Databricks SDK for R

Note

This article covers the Databricks SDK for R by Databricks Labs, which is in an Experimental state. To provide feedback, ask questions, and report issues, use the Issues tab in the Databricks SDK for R repository in GitHub.

In this article, you learn how to automate Databricks operations in Databricks workspaces with the Databricks SDK for R. This article supplements the Databricks SDK for R documentation.

Note

The Databricks SDK for R does not support the automation of operations in Databricks accounts. To call account-level operations, use a different Databricks SDK, for example:

Before you begin

Before you begin to use the Databricks SDK for R, your development machine must have:

  • A Databricks personal access token for the target Databricks workspace that you want to automate.

    Note

    The Databricks SDK for R supports Databricks personal access token authentication only.

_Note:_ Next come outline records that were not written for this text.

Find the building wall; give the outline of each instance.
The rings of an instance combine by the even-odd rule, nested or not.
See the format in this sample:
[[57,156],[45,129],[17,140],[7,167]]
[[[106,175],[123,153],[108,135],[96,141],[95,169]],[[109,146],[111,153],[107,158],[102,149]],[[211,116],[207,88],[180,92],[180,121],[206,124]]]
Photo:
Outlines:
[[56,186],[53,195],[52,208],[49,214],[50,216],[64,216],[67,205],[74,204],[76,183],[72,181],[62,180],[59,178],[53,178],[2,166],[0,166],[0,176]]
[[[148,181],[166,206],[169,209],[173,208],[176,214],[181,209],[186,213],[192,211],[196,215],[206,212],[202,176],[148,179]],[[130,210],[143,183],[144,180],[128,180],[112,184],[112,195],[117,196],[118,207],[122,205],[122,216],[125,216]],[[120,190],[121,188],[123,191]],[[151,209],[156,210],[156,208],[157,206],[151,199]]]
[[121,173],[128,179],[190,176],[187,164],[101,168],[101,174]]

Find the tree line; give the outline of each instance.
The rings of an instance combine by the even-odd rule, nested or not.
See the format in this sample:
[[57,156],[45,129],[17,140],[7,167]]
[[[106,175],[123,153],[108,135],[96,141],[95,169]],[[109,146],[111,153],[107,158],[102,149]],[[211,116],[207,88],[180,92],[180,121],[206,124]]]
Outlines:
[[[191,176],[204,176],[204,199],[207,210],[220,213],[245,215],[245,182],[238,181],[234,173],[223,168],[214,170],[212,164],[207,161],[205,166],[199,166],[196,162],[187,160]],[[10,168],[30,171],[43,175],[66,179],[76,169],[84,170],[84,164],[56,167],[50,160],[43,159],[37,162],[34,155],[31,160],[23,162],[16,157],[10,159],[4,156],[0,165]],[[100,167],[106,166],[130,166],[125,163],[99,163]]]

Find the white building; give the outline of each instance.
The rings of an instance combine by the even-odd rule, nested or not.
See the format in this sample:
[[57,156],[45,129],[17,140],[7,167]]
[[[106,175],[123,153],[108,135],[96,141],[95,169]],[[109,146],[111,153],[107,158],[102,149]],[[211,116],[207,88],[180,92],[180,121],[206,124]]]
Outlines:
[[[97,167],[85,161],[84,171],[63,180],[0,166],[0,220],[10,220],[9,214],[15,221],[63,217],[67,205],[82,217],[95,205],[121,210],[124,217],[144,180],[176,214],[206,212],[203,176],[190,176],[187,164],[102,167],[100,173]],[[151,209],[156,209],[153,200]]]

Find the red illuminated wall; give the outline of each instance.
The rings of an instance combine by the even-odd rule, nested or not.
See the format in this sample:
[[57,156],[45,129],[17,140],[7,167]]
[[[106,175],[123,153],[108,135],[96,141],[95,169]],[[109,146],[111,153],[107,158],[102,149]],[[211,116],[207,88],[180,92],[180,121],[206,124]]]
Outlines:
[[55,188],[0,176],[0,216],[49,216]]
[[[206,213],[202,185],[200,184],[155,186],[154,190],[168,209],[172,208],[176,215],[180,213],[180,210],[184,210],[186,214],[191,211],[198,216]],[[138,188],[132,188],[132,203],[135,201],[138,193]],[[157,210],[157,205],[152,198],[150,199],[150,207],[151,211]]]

  • R, and optionally an R-compatible integrated development environment (IDE). Databricks recommends RStudio Desktop and uses it in this article’s instructions.

Get started with the Databricks SDK for R

  1. Make your Databricks workspace URL and personal access token available to your R project’s scripts. For example, you can add the following to an R project’s .Renviron file. Replace <your-workspace-url> with your workspace instance URL, for example https://dbc-a1b2345c-d6e7.cloud.databricks.com. Replace <your-personal-access-token> with your Databricks personal access token, for example dapi12345678901234567890123456789012.

    DATABRICKS_HOST=<your-workspace-url>
    DATABRICKS_TOKEN=<your-personal-access-token>
    

    To create a Databricks personal access token, follow the steps at Databricks personal access tokens for workspace users.

    For additional ways to provide your Databricks workspace URL and personal access token, see Authentication in the Databricks SDK for R repository in GitHub.

    Important

    Do not add .Renviron files to version control systems, as this risks exposing sensitive information such as Databricks personal access tokens.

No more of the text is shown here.